Entretanto, nesta pesquisa a função especialíssima do terapeuta reside em um 
procedimento especular: devolver ao paciente o que ele traz de si mesmo, ou seja, espelhar 
sua singularidade. E mais longe: fazê-lo comprender que o rosto estranho - além e aquém dos 
modelos de perfeição vigentes - representam o espanto, o "unheimliche" e caos, desconhecido 
e não familiar, representam uma outra forma de ordem - a qual por sua vez, talvez imponha 
uma reconstrução. 
Vale lembrar o pensamento contemporâneo - após a crise dos paradigmas - de que 
não existem certezas absolutas, mesmo as científicas, para a explicação integral das verdades. 

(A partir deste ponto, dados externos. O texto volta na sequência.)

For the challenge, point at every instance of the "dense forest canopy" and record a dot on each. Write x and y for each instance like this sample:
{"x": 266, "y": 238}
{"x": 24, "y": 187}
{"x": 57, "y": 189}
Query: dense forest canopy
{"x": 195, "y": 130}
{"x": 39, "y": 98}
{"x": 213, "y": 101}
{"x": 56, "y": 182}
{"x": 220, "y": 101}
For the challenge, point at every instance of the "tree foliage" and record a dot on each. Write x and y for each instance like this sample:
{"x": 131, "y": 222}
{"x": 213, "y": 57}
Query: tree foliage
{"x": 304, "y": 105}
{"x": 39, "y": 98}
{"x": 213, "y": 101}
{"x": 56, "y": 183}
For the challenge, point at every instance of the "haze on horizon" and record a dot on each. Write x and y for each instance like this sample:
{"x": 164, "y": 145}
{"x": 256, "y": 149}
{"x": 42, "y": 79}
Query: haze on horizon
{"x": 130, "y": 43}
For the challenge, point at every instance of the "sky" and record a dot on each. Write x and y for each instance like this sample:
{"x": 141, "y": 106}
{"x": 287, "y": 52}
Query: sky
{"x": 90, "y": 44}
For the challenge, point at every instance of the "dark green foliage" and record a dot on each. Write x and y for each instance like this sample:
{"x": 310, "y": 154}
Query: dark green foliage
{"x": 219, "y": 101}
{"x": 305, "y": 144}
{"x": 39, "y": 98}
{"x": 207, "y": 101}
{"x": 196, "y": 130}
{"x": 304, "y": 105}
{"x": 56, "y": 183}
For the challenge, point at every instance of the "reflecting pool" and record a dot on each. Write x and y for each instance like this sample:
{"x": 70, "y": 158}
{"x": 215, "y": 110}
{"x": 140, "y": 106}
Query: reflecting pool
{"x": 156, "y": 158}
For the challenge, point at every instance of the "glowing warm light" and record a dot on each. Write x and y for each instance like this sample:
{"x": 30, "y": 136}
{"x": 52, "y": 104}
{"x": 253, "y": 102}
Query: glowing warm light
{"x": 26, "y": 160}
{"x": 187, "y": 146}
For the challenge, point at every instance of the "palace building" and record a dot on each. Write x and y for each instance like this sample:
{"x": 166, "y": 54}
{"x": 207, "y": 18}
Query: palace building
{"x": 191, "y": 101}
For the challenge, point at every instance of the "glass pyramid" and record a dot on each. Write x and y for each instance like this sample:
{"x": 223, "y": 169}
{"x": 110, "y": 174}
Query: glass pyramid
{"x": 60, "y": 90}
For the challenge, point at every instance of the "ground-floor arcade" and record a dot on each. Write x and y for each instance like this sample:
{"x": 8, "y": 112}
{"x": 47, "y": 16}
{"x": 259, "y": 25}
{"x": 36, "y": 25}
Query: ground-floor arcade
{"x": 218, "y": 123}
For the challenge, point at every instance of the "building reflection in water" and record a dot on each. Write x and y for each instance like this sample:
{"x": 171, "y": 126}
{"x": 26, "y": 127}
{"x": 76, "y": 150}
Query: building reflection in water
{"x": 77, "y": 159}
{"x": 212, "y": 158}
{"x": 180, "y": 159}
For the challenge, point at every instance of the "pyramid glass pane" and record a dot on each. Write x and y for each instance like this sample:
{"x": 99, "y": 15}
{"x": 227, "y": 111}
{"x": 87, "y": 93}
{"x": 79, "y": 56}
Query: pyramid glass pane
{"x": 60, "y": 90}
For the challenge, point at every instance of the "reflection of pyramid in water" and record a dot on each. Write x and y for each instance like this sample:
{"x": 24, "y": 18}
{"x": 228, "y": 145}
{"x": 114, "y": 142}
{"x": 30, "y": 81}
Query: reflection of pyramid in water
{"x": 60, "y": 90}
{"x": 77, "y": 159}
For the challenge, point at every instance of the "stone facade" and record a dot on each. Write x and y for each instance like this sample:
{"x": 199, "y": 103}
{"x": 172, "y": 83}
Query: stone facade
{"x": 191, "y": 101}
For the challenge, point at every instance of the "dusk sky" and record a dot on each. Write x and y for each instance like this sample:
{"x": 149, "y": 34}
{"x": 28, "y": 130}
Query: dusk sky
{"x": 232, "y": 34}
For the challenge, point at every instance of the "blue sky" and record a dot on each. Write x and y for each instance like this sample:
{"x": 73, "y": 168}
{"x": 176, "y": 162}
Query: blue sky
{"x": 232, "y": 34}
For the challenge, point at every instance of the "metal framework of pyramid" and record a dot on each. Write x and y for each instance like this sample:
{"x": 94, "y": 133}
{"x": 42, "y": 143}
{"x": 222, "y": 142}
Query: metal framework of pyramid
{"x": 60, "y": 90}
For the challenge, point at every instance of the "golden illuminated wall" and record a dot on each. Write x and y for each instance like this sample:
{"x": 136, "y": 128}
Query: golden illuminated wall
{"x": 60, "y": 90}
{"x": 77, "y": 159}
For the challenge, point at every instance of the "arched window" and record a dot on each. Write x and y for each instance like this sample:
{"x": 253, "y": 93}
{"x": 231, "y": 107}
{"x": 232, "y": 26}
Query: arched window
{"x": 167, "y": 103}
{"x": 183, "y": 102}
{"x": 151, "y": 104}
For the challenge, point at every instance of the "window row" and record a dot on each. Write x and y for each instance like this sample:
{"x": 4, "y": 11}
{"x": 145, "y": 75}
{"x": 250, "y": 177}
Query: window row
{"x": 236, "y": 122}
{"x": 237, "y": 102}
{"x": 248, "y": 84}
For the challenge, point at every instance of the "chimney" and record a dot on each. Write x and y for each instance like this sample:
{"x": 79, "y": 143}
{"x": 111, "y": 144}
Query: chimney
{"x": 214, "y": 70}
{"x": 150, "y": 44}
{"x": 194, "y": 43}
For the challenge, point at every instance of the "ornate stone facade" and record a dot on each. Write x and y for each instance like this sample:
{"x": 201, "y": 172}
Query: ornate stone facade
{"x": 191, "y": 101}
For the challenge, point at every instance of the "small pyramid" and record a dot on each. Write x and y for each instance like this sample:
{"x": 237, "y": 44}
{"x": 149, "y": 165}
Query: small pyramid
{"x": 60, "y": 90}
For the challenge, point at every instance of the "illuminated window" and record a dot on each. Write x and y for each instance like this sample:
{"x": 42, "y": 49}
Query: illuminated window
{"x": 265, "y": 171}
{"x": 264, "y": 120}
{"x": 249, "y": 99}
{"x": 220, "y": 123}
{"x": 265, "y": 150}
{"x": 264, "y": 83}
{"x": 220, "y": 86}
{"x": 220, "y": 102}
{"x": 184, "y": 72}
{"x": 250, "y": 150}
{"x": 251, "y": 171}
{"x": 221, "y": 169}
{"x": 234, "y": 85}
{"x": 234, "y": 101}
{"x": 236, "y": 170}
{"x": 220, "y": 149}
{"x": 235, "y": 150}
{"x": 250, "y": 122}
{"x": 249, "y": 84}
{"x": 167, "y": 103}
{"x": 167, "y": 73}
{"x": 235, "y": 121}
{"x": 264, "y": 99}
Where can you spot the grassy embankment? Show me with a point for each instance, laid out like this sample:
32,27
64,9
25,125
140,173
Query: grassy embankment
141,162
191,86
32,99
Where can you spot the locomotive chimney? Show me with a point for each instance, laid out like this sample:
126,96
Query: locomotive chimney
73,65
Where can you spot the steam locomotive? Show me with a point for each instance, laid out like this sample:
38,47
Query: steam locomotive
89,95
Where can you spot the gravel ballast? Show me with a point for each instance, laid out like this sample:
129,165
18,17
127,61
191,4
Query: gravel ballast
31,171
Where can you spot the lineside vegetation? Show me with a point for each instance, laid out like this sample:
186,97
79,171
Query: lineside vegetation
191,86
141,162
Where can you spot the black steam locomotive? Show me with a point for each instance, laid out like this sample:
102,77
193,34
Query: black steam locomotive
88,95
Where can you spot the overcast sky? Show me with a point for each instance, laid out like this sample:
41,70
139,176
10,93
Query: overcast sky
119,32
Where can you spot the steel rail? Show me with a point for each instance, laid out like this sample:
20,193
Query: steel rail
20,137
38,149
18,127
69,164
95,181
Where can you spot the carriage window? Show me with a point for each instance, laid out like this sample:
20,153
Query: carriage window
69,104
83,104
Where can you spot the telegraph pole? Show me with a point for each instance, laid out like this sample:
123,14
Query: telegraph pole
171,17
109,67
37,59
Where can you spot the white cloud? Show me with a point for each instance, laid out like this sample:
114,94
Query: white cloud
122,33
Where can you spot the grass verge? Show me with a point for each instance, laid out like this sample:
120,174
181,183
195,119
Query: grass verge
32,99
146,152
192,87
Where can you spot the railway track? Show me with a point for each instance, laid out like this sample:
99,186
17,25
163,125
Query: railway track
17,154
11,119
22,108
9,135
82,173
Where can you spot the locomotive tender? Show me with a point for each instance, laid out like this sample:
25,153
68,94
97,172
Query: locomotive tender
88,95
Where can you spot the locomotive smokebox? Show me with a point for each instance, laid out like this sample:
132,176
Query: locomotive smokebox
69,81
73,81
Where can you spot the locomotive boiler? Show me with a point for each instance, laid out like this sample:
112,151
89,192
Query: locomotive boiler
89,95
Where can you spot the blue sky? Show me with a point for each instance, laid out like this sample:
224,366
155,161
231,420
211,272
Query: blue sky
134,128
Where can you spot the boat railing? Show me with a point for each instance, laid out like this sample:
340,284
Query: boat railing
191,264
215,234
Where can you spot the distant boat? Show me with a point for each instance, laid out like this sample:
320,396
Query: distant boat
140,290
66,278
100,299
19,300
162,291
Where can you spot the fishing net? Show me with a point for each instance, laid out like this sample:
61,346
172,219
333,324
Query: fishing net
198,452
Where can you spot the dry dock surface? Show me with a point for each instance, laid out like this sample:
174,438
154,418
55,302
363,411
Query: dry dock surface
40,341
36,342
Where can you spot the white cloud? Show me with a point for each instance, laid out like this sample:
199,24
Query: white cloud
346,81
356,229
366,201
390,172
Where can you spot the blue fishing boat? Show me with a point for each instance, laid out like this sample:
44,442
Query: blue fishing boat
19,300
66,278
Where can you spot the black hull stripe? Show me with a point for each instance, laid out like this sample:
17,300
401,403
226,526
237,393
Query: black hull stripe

Neste contexto de indeterminação filosófica ecientífica, a questão da interdisciplinaridade 
permeia as mais diversas metodologias, o que obviamente alcança o trabalho do psicólogo em 
sua "prática psicanalítica" . E é provavelmente esta prática que vai favorecer a esculta/ausculta 
do paciente, ou seja, vai permitir que o psicólogo produza sentidos a partir da ponte 
estabelecida entre ele e o paciente - da fala ao "coração" . O que importa neste processo será a 
disponibilidade interna de ambos frente à efemeridade ou à permanência de contextos 
inusitados e a dinâmica da produção de respostas frente ao novo, ao diferente, ao inesperado -
sempre buscando reverter mesmo o que pode parecer irreversível. Neste sentido, no rosto 
assim como na vida, reconstruções são sempre possíveis.